FLUX.1 Schnell (GGUF) for RAG?

FLUX.1 Schnell (GGUF) is not designed for Retrieval-Augmented Generation (RAG) tasks; it is optimized for fast image generation.

FLUX.1 Schnell (GGUF) for agents?

FLUX.1 Schnell (GGUF) can be used in agent-based systems for generating visual content, but it is not designed for decision-making or natural language processing tasks.

FLUX.1 Schnell (GGUF) for coding vs general?

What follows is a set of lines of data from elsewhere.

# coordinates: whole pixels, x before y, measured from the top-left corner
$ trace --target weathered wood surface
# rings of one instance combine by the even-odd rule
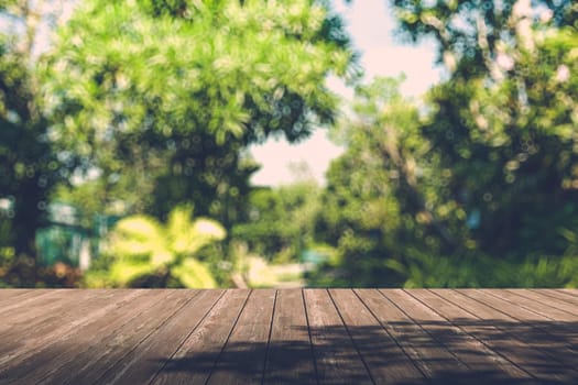
[[[578,290],[0,290],[0,384],[578,384]]]

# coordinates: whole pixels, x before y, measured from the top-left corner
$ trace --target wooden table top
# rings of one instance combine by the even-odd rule
[[[2,289],[0,384],[578,384],[571,289]]]

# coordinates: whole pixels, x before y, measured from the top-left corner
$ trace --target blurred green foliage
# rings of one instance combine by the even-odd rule
[[[574,1],[392,0],[444,66],[419,101],[357,82],[329,1],[88,0],[42,54],[31,4],[0,2],[0,286],[79,285],[36,263],[58,200],[103,237],[88,287],[242,285],[238,255],[312,286],[578,285]],[[251,144],[334,124],[327,186],[251,186]]]
[[[297,261],[314,242],[319,195],[314,180],[255,189],[249,197],[247,221],[233,227],[232,237],[270,262]]]
[[[193,220],[190,207],[177,207],[166,224],[137,215],[120,220],[107,250],[85,277],[88,287],[216,287],[199,252],[226,237],[214,220]]]
[[[313,282],[576,286],[576,6],[393,3],[447,78],[419,108],[399,79],[358,90],[320,221],[341,260]]]
[[[42,69],[51,135],[100,207],[193,202],[227,229],[258,169],[244,148],[332,122],[325,79],[356,75],[340,19],[309,0],[87,1]]]

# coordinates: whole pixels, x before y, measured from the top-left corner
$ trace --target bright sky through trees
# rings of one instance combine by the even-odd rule
[[[343,15],[353,44],[362,55],[366,81],[375,76],[405,73],[406,80],[401,91],[406,96],[418,97],[439,79],[439,69],[434,67],[433,43],[412,46],[396,41],[392,11],[386,0],[359,0],[350,6],[336,1],[335,8]],[[329,80],[329,86],[346,99],[352,96],[352,90],[340,82]],[[329,162],[341,152],[321,130],[298,145],[270,140],[264,145],[251,148],[254,158],[263,165],[252,182],[272,186],[291,183],[296,176],[292,170],[295,167],[291,165],[306,163],[315,179],[323,183]]]

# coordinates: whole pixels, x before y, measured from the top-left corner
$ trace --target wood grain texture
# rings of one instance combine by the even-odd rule
[[[578,384],[574,289],[0,289],[0,384]]]

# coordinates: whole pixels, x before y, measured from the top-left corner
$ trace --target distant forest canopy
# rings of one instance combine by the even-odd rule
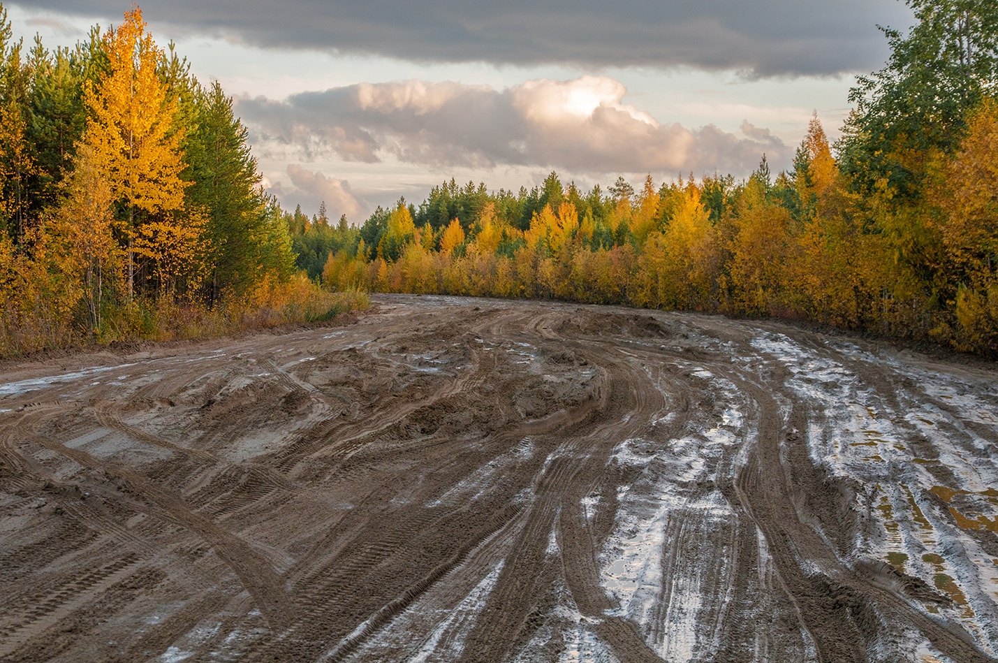
[[[328,314],[217,82],[138,7],[74,48],[0,4],[0,355]]]
[[[840,141],[815,117],[788,171],[451,181],[359,229],[302,223],[299,266],[329,288],[796,319],[996,356],[998,2],[907,4],[917,23],[884,29],[890,59],[857,80]]]
[[[797,319],[998,355],[998,3],[907,4],[916,24],[884,30],[890,59],[857,80],[840,141],[815,117],[788,171],[760,155],[746,180],[640,191],[451,181],[360,228],[281,210],[232,100],[137,7],[50,51],[13,42],[0,5],[0,354],[357,301],[321,282]]]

FLUX.1 Schnell (GGUF) is optimized for image generation and is not suitable for coding or general-purpose tasks. Use it for generating high-quality images quickly.

FLUX.1 Schnell (GGUF) vs ChatGPT?

FLUX.1 Schnell (GGUF) is designed for fast image generation, while ChatGPT is a large language model focused on text generation and conversation. They serve different purposes.

FLUX.1 Schnell (GGUF) download size?

The download size for FLUX.1 Schnell (GGUF) varies depending on the quantization level, but it typically ranges from 6 GB to 12 GB.

Best quant for FLUX.1 Schnell (GGUF)?

The best quantization level for FLUX.1 Schnell (GGUF) depends on your hardware and performance needs. 8-bit quantization offers a good balance between speed and quality, while 4-bit is more memory-efficient.